Он старался как мог; стремился к благу, по своему разумению; придерживался понятных ему добродетелей; усваивал доступные ему знания. Так, например, он постоянно чертил карты и прилежно и тщательно изучил географию. Хорошо звал своих приближенных, их семейные предания, родословные, — то-то, верно, интересные истории ему были известны! Помнил наизусть весь свой «офицерский список» и мог с точностью сказать, в каком полку какие лычки и петлички, галуны и аксельбанты, формы треуголок, и фасоны фалд, и какие гетры, и сколько пуговиц на мундире носят. Помнил он и личный состав университетских преподавателей и знал, кто из ученых склоняется к социнианству, а кто твердый приверженец церкви; он безошибочно разбирался во всех тонкостях этикета своего двора и двора своего деда, в мельчайших процедурных предписаниях касательно послов, министров, советников, аудиенций; и узнавал в лицо самого последнего из своих пажей и самого ничтожного из работников на конюшне или в кухне. Эта сторона королевских обязанностей была ему по способностям, и здесь он был на высоте. Но когда подумаешь о той высочайшей должности, какую только может взять на себя смертный, чтобы в одиночку распоряжаться мыслями, верованиями и требовать безоговорочного подчинения миллионов себе подобных, отправляя их на войну за свои личные обиды и интересы, приказывая: «Торгуйте вот так, думайте эдак, одних соседей считайте союзниками и поддерживайте, других рассматривайте как своих врагов и убивайте по моему велению и вот так молитесь богу!» — разве удивительно, что, когда эту почти божественную должность взял на себя такой человек, как Георг, все дело должно было кончиться расплатой и унижением и для нации, и для ее вождя?

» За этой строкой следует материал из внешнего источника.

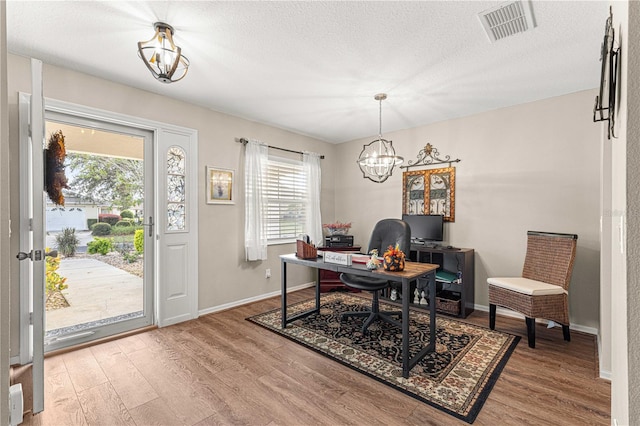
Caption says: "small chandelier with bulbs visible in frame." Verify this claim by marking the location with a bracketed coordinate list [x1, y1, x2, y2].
[358, 93, 404, 183]
[138, 22, 189, 83]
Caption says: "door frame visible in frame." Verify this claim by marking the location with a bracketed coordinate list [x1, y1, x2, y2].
[19, 93, 199, 364]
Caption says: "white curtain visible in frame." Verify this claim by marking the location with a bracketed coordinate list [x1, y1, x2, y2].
[302, 152, 324, 245]
[244, 140, 269, 261]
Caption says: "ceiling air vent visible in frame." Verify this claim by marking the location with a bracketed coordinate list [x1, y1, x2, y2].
[478, 0, 536, 43]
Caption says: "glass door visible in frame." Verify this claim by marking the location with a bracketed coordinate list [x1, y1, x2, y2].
[44, 115, 154, 351]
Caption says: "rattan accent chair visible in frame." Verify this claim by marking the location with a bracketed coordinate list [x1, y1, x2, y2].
[340, 219, 411, 334]
[487, 231, 578, 348]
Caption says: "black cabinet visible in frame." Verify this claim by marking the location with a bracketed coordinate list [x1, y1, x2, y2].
[382, 245, 475, 318]
[320, 246, 360, 293]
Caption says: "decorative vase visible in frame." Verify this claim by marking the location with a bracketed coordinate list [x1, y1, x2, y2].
[383, 254, 404, 272]
[327, 228, 349, 235]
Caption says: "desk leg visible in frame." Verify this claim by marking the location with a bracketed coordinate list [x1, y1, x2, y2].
[280, 259, 287, 328]
[316, 269, 320, 310]
[402, 278, 411, 379]
[429, 272, 436, 351]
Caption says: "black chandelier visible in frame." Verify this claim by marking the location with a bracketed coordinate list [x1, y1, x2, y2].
[138, 22, 189, 83]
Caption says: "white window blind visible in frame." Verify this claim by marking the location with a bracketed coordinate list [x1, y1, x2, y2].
[264, 157, 307, 244]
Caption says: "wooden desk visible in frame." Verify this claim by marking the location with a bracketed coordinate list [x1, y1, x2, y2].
[280, 254, 438, 379]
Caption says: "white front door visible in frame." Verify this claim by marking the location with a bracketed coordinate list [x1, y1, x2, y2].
[18, 59, 45, 414]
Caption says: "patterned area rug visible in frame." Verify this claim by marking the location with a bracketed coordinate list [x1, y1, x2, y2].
[247, 293, 520, 423]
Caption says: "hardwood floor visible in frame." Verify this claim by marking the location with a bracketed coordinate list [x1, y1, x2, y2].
[12, 289, 611, 426]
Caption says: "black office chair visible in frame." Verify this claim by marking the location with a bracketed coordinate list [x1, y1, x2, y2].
[340, 219, 411, 334]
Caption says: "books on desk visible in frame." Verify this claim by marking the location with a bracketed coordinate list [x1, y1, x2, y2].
[436, 269, 458, 284]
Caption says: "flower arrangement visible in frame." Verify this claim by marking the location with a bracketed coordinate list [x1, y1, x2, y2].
[45, 130, 69, 206]
[322, 222, 351, 235]
[382, 244, 405, 271]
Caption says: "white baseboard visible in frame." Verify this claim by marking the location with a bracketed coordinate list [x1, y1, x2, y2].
[198, 282, 316, 315]
[473, 305, 598, 336]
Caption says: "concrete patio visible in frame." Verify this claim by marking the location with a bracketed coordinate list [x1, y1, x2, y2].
[45, 258, 143, 332]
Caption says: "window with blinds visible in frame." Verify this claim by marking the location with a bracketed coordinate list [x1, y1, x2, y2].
[264, 157, 307, 244]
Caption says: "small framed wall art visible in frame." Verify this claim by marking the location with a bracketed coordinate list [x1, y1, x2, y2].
[402, 167, 456, 222]
[207, 166, 235, 204]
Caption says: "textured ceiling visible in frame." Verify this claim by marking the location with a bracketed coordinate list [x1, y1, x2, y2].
[7, 0, 608, 143]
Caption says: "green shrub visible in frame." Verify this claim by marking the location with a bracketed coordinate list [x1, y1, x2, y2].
[98, 213, 121, 226]
[91, 222, 111, 237]
[87, 237, 113, 255]
[111, 226, 142, 236]
[133, 229, 144, 253]
[45, 252, 69, 299]
[56, 228, 80, 256]
[122, 251, 140, 263]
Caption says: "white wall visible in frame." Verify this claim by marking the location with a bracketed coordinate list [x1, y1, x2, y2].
[601, 2, 634, 425]
[624, 2, 640, 424]
[336, 90, 601, 330]
[0, 2, 11, 425]
[8, 55, 335, 355]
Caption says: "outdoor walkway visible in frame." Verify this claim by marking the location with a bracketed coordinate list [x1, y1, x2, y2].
[45, 258, 143, 331]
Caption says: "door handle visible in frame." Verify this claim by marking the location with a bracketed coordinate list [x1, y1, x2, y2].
[142, 216, 153, 237]
[16, 251, 33, 260]
[16, 250, 42, 262]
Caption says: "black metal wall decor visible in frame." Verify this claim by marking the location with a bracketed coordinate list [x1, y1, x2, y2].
[593, 6, 620, 139]
[400, 143, 461, 169]
[400, 143, 461, 222]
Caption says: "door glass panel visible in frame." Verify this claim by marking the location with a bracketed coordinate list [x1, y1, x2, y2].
[45, 120, 153, 350]
[167, 146, 186, 231]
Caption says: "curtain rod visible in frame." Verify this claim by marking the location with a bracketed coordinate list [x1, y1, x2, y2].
[236, 138, 324, 160]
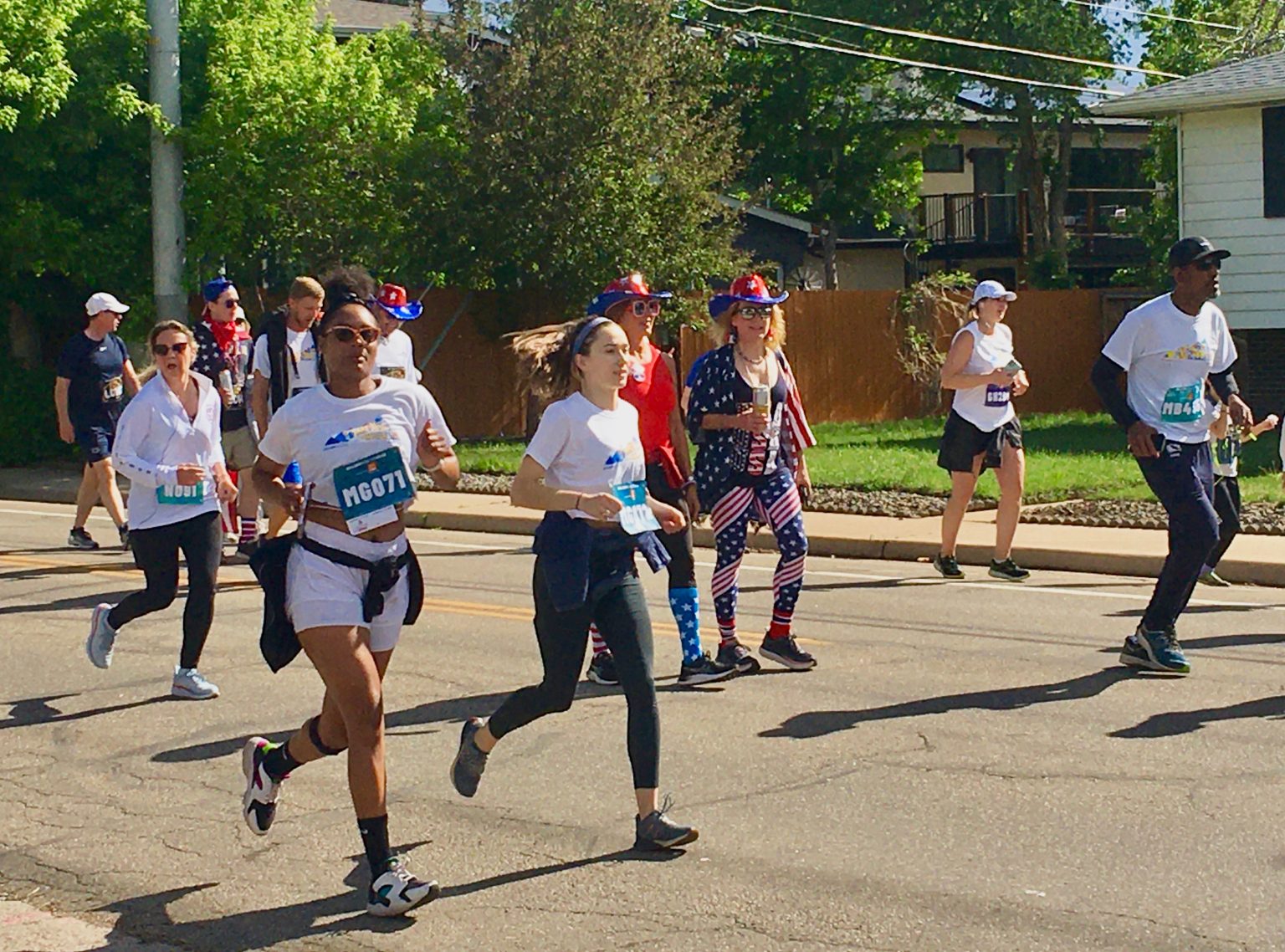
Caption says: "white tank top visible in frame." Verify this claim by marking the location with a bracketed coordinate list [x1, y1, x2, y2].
[951, 321, 1016, 433]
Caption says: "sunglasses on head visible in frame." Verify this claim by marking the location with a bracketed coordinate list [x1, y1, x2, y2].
[326, 328, 379, 345]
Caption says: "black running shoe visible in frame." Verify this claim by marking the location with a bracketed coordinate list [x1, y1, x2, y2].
[678, 652, 736, 688]
[633, 798, 700, 851]
[451, 717, 487, 796]
[67, 525, 98, 550]
[758, 635, 816, 671]
[933, 552, 964, 581]
[988, 558, 1031, 582]
[585, 652, 621, 688]
[714, 641, 763, 674]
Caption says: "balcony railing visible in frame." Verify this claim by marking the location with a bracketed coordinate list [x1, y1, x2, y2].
[919, 189, 1156, 254]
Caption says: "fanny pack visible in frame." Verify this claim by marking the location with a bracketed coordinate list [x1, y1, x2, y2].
[249, 535, 424, 672]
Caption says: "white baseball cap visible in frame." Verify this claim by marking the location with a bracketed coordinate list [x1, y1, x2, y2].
[84, 290, 130, 317]
[969, 281, 1018, 307]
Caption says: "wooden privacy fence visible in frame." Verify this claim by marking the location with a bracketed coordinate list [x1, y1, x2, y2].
[405, 289, 1103, 438]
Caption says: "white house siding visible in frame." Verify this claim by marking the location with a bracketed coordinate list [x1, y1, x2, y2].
[1180, 106, 1285, 329]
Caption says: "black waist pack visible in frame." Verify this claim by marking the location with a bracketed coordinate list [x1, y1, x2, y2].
[249, 535, 424, 672]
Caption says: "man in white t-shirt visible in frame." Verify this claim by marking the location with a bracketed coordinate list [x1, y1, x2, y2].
[1093, 238, 1254, 674]
[370, 284, 424, 383]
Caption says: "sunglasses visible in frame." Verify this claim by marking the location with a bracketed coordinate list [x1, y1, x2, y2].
[326, 328, 379, 345]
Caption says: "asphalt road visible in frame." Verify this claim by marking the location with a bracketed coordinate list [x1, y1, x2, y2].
[0, 502, 1285, 952]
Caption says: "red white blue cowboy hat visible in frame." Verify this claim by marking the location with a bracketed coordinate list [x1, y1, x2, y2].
[585, 271, 673, 315]
[376, 284, 424, 321]
[709, 275, 791, 317]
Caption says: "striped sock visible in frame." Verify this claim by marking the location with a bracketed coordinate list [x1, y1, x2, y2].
[588, 622, 607, 658]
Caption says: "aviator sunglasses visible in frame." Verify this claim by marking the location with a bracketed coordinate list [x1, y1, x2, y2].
[326, 328, 379, 345]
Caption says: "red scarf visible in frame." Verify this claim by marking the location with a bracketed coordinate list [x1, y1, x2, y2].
[206, 312, 237, 356]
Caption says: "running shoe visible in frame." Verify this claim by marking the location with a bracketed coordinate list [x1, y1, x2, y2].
[84, 601, 115, 668]
[633, 796, 700, 851]
[986, 558, 1031, 582]
[1120, 624, 1191, 674]
[758, 635, 816, 671]
[451, 717, 487, 796]
[678, 652, 736, 688]
[585, 652, 621, 688]
[366, 856, 442, 916]
[67, 525, 98, 550]
[242, 738, 289, 837]
[714, 641, 763, 674]
[933, 552, 964, 581]
[170, 668, 218, 700]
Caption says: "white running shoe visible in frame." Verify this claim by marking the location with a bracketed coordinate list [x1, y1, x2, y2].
[242, 738, 285, 837]
[366, 856, 442, 916]
[84, 601, 115, 668]
[170, 668, 218, 700]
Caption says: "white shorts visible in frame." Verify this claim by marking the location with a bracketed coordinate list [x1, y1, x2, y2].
[285, 525, 410, 652]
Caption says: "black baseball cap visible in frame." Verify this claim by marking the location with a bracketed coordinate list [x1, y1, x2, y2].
[1170, 235, 1231, 267]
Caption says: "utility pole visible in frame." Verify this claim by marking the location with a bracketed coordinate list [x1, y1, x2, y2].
[148, 0, 187, 322]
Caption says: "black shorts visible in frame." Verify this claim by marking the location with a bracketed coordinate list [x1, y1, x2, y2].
[76, 425, 115, 466]
[937, 410, 1021, 473]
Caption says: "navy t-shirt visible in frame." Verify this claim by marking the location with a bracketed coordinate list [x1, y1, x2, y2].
[58, 333, 130, 427]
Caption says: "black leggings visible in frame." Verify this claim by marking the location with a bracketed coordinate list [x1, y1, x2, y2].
[647, 463, 697, 588]
[106, 513, 223, 668]
[489, 558, 661, 790]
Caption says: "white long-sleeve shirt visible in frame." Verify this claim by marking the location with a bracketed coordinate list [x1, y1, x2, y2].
[112, 372, 223, 530]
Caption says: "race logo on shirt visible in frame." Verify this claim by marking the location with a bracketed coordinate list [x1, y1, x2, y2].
[1165, 340, 1211, 361]
[325, 417, 393, 450]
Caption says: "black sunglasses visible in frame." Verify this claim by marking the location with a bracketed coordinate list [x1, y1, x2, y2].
[326, 328, 379, 345]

Но все-таки в его смелости есть какое-то величие. Война короля с его аристократией еще когда-нибудь найдет своих историков, более справедливых, нежели зычногласные одописцы, творившие сразу после его кончины. Ведь это он, Георг, поддержанный народом, воевал с Америкой; он, при поддержке народа, отказал в правах католикам; и по обоим этим вопросам он взял верх над своими патрициями. Он действовал подкупами, запугиванием, мог при случае и покривить душой; являл удивительную обтекаемую настойчивость; был мстителен и так тверд в своих решениях, что это его качество вызывает чуть ли не восхищение у исследователя. Его смелость не знала поражения. Она растоптала Норта; согнула жесткую выю младшего Питта. Даже в болезни дух его оставался непокоренным. Лишь только наступало просветление, как он тут же возвращался к своим планам, отложенным на то время, что его покидал рассудок; лишь только его руки высвобождались из смирительной рубахи, как он тут же брался за перо и углублялся в дела, которыми занимался в момент, когда к нему пришла болезнь.
Мне кажется, тирания в нашем мире на девять десятых осуществляется людьми, которые убеждены, что правда — на их стороне. Исходя из этой удобной позиции, алжирский бей отрубал каждое утро по двадцать голов; отец Доминик сжигал на костре по два десятка евреев, христианнейший король взирал на это, а архиепископы Толедский и Саламанкский тянули: «Аминь!» Протестантов жгли; католиков вешали и четвертовали в Смитфилде; в Салеме сжигали ведьм, — и все это проделывали люди достойные, твердо верившие, что имеют для своих действий самые веские и неоспоримые основания.